= Marva Smith =

Marva J. Smith, was appointed to the Provincial Court of Manitoba on October 28, 1999.

== Law career ==

Smith obtained her law degree from the University of Manitoba in 1976, earning the University of Manitoba Faculty of Law gold medal. She also has a Master of Laws degree from the University of London (London School of Economics) in England. She practiced law for 21 years, including six years in private practice, three years as a consultant in labour relations and pay equity with Manitoba Labour and 13 years with the Constitutional Law Branch of Manitoba Justice.

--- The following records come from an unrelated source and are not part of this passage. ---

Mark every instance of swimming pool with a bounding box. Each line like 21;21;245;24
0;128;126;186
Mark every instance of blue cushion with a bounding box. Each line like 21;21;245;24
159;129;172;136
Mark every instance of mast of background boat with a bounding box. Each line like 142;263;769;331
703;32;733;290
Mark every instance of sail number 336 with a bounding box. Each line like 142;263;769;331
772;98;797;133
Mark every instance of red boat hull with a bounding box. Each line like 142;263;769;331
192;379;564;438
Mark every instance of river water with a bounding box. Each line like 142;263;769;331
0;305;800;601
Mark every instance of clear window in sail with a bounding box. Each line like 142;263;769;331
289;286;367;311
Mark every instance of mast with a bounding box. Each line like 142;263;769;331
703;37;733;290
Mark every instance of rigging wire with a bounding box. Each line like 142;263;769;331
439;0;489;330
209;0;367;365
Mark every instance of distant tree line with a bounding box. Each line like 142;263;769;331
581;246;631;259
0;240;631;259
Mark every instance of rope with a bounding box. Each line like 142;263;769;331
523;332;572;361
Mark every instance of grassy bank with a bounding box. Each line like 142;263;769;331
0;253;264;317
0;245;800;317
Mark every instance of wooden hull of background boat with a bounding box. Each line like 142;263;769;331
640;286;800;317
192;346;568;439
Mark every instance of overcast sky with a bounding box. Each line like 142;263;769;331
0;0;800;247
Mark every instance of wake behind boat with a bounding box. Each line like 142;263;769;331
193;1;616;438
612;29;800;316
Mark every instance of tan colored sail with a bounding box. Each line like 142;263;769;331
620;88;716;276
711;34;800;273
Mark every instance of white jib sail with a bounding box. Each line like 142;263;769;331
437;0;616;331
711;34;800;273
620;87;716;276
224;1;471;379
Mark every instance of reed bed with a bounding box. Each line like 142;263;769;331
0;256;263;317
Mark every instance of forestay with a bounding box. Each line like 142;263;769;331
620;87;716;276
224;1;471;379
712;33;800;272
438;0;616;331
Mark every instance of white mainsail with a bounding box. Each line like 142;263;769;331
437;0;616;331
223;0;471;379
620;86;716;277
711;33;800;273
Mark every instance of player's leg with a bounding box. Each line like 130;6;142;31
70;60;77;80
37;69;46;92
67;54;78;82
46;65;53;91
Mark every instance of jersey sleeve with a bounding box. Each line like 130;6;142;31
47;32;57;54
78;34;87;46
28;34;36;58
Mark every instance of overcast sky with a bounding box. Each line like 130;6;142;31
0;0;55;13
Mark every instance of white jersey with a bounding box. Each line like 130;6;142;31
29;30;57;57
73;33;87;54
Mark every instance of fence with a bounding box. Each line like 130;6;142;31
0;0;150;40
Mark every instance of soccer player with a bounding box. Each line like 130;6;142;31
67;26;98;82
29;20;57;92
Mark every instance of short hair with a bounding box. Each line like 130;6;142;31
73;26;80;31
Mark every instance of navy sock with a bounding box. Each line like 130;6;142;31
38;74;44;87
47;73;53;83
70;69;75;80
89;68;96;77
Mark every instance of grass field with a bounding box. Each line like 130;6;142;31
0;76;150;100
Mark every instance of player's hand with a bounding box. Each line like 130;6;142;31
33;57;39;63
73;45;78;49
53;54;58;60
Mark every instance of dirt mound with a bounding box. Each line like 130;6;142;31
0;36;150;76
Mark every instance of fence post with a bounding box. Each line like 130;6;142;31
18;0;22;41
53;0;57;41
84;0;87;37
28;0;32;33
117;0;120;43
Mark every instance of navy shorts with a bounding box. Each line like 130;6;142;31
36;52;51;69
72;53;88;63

Smith served as an assistant professor at the Faculty of Law at the University of Manitoba for two years and has been involved in a variety of community organizations, including the Robert A. Steen Community Centre board, the Westminster Tot Lot board and the Community Unemployed Help Centre. She also served as senior counsel with the federal Department of Justice and as vice-president of the Manitoba branch of the Canadian Bar Association. She has handled both criminal law and civil matters at all court levels, including cases involving issues such as domestic violence, gangs and the sexual assault of children.

== Personal life ==
In 2010, Smith's adopted daughter Jessica was sentenced for using pepper spray to commit two robberies in Manitoba; due to Smith's judicial position, sentencing was carried out in the neighboring province of Saskatchewan.